Zygmunt Bauman (geboren am 19. November 1925 in Posen, Polen; gestorben am 9. Januar 2017 in Leeds, England) war ein polnisch-britischer Soziologe und Philosoph.
Zygmunt Bauman wurde als erster Sohn einer jüdischen Familie in Posen geboren und wuchs in armen Verhältnissen auf. Er besuchte bis zum Beginn des Zweiten Weltkrieges das renommierte Berger-Gymnasium in Posen. Bei der deutschen Besetzung floh seine Familie in die Sowjetunion. Dort besuchte er ein Internat und trat der kommunistischen Jugendorganisation Komsomol bei. 1942 begann Bauman ein Studium in Gorki, wurde jedoch noch während des ersten Semesters exmatrikuliert, da er als Ausländer nicht in der Sowjetunion studieren durfte. Daraufhin arbeitete er für mehrere Monate in einem Sägewerk. 1943 wurde er mobilisiert, als Inspektor der Miliz nach Moskau abkommandiert und später als Politoffizier bei einem aus deportierten Polen bestehenden Regiment der Polnischen Streitkräfte in der Sowjetunion eingesetzt. Er nahm an der Schlacht um Berlin teil.

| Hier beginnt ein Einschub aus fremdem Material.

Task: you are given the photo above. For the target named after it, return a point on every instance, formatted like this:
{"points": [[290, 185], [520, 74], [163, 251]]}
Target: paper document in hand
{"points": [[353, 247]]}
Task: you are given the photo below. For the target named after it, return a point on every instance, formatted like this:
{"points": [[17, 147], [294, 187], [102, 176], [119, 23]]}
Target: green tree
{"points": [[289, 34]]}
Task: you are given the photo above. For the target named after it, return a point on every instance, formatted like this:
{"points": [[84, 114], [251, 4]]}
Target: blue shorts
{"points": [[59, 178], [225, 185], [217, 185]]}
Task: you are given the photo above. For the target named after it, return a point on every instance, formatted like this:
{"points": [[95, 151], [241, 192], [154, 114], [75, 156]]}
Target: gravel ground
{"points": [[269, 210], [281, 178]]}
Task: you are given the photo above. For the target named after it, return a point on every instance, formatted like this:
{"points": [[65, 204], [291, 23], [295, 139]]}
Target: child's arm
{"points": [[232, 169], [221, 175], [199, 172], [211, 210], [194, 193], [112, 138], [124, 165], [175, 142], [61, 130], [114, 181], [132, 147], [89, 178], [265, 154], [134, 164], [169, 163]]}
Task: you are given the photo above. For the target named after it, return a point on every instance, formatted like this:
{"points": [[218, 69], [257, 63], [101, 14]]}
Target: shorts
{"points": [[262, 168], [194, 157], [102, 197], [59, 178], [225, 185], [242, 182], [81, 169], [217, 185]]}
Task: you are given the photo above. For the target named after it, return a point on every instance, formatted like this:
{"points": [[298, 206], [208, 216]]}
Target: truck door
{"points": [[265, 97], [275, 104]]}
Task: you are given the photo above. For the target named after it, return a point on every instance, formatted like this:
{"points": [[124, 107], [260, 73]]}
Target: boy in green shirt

Tätigkeit in den Sicherheitsorganen der Volksrepublik Polen
Bauman unterzeichnete im Jahr 1944 eine Verpflichtung zur Zusammenarbeit mit dem Militärischen Nachrichtendienst (Informacja Wojskowa) als Agent-Informant unter dem Decknamen „Semjon“ und diente zwischen 1945 und 1953 als politischer Offizier (zuletzt als Major) im Korpus Bezpieczeństwa Wewnętrznego (Internes Sicherheitskorps des Ministeriums für Öffentliche Sicherheit).
Ein 2006 vom polnischen Institut für Nationales Gedenken veröffentlichter Beförderungsantrag aus dem Jahr 1950 enthält eine Notiz, wonach Bauman als Leiter der Politisch-Erzieherischen Abteilung an der Bekämpfung des polnischen antikommunistischen Widerstands beteiligt gewesen sei: „Er führte 20 Tage lang eine Gruppe an, die sich durch die Ergreifung einer großen Zahl von Banditen auszeichnete“, wobei mit „Banditen“ Kämpfer des antikommunistischen Untergrunds in Polen gemeint waren. Außerdem sei er mit dem Tapferkeitskreuz (Krzyż Walecznych) ausgezeichnet worden. Der Antrag hob zudem Baumans Gewissenhaftigkeit, seine wissenschaftliche Eignung sowie sein ideologisches Engagement hervor, das er mit seiner Mutter (einer Aktivistin der Polnischen Vereinigten Arbeiterpartei) teilte.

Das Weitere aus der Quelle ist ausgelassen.